The radiator grille boasts smoother corner lines than before, whereas the headlamps sport MLA technology. That's Micro Lens Array in Genesis vernacular, a technology that's also found in the likes of the BMW 7 Series, Lucid Air, and the Genesis G90.
Stepping inside reveals slightly redesigned pedals (metal accents on the throttle and brake), a two-tone steering wheel (available as an optional extra), and carbon garnishing here and there (optional as well). The GV80 Coupe further sweetens the deal with exclusive patterns and stitching for the seats. Coming standard with a digital instrument cluster housed together with the infotainment system's touchscreen, the new GV80 prides itself with authentic materials.
What's more, Genesis also redesigned the wireless charging tray based on customer feedback. Improvements further include a larger cup holder and – get this – a knob-like adjustment button for volume and tune. Rather than gifting the GV80 the V8 it deserves (think BMW X5 M60i and X6 M60i), the South Korean crossover is a bit more plebeian due to a 2.5-liter turbo I4 and a 3.5-liter twin-turbo V6.

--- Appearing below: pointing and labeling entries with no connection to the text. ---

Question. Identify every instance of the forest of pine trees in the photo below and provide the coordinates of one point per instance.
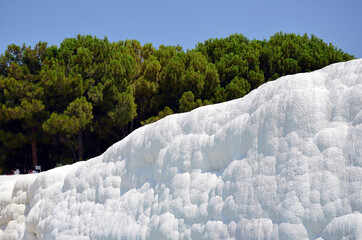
(62, 104)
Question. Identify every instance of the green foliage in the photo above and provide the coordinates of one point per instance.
(88, 92)
(165, 112)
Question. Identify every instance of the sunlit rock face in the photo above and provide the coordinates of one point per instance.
(284, 162)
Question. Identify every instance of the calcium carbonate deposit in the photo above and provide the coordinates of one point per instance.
(284, 162)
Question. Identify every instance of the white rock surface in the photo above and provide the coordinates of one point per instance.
(284, 162)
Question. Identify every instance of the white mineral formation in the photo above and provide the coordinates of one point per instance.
(284, 162)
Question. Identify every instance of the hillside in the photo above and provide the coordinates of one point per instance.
(283, 162)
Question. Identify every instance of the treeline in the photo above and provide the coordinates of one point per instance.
(67, 103)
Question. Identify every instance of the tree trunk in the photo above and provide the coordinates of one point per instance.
(34, 154)
(80, 145)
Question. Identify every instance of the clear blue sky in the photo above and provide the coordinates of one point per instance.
(179, 22)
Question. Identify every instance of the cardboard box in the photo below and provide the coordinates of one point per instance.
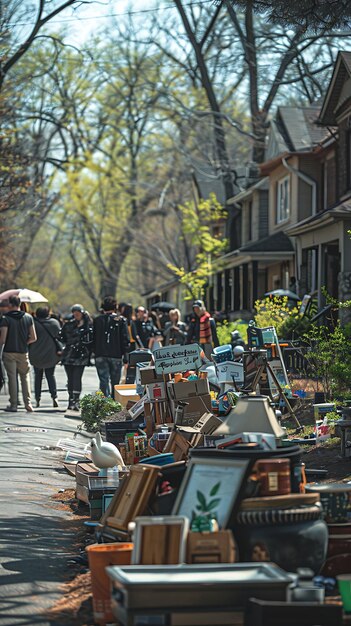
(319, 410)
(180, 391)
(230, 371)
(216, 547)
(124, 393)
(195, 408)
(148, 375)
(207, 424)
(156, 391)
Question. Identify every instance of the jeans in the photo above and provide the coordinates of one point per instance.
(18, 362)
(74, 378)
(50, 377)
(109, 373)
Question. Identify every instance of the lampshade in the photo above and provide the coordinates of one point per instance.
(252, 414)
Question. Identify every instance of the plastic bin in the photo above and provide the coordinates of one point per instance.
(223, 353)
(126, 393)
(99, 557)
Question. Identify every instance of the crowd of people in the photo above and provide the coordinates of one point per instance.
(43, 340)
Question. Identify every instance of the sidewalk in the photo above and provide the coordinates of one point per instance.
(36, 538)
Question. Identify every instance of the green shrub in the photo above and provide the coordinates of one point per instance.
(95, 407)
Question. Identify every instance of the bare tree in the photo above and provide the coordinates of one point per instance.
(15, 17)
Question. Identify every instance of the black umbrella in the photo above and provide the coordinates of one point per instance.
(162, 306)
(280, 293)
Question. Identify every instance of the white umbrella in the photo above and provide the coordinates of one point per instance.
(33, 297)
(25, 295)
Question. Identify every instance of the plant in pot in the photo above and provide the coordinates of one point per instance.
(95, 408)
(204, 518)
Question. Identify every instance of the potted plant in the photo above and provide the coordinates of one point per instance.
(95, 408)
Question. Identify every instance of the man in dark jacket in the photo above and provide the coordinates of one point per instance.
(16, 333)
(142, 328)
(202, 328)
(110, 345)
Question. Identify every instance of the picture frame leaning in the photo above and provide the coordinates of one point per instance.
(212, 485)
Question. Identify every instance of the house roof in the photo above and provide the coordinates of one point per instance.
(341, 210)
(262, 184)
(277, 247)
(298, 129)
(334, 96)
(278, 242)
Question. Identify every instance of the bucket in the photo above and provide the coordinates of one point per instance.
(99, 557)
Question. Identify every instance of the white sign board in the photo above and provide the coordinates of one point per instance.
(229, 371)
(176, 358)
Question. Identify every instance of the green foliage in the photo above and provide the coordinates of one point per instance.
(294, 326)
(225, 329)
(205, 506)
(332, 416)
(198, 221)
(329, 356)
(275, 312)
(95, 407)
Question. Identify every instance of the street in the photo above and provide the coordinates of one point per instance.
(36, 537)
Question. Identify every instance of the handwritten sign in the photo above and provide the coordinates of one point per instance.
(229, 371)
(177, 358)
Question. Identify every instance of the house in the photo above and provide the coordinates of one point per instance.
(288, 193)
(322, 238)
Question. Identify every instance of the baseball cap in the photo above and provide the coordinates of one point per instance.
(77, 307)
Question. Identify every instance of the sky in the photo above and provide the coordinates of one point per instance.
(80, 23)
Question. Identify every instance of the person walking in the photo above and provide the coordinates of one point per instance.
(143, 330)
(17, 332)
(45, 353)
(76, 336)
(110, 345)
(202, 328)
(175, 330)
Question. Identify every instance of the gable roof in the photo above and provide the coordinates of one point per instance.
(298, 128)
(278, 242)
(294, 129)
(334, 97)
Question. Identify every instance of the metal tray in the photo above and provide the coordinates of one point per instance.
(211, 585)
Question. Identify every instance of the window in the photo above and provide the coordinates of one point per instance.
(283, 199)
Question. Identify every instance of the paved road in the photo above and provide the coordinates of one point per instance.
(36, 540)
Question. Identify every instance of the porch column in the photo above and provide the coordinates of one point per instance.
(227, 294)
(344, 277)
(320, 277)
(236, 289)
(245, 285)
(219, 291)
(254, 266)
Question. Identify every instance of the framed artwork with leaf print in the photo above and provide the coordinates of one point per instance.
(212, 486)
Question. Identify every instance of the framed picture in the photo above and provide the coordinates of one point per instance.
(160, 540)
(106, 500)
(212, 485)
(132, 497)
(178, 445)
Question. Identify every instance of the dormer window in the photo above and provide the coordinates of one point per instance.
(283, 199)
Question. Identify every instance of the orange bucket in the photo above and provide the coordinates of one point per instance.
(99, 557)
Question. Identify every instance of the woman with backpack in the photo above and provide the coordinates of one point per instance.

The 48-volt electrical architecture supports the blower in question, which joins a couple of turbos. Operated by an electric motor, the supercharger compresses intake air to improve responsiveness and performance at low and mid engine speeds.
Over in South Korea, the e-S/C version of the 3.5er is rated at 415 metric ponies and 56.0 kilogram force meters. In other words, 409 horsepower and 406 pound-feet (550 Nm) of torque. If those figures seem familiar, that's because Genesis offers this very powertrain in the carmaker's largest sedan as well.
Further details, including the base powerplant of the GV80 Coupe, will be announced in 2024. Pricing is a mystery at the present moment as well, although we all know that the 2025 model will cost more than the outgoing 2024 model. For future reference, the 2024 Genesis GV80 SUV currently stickers at $57,450.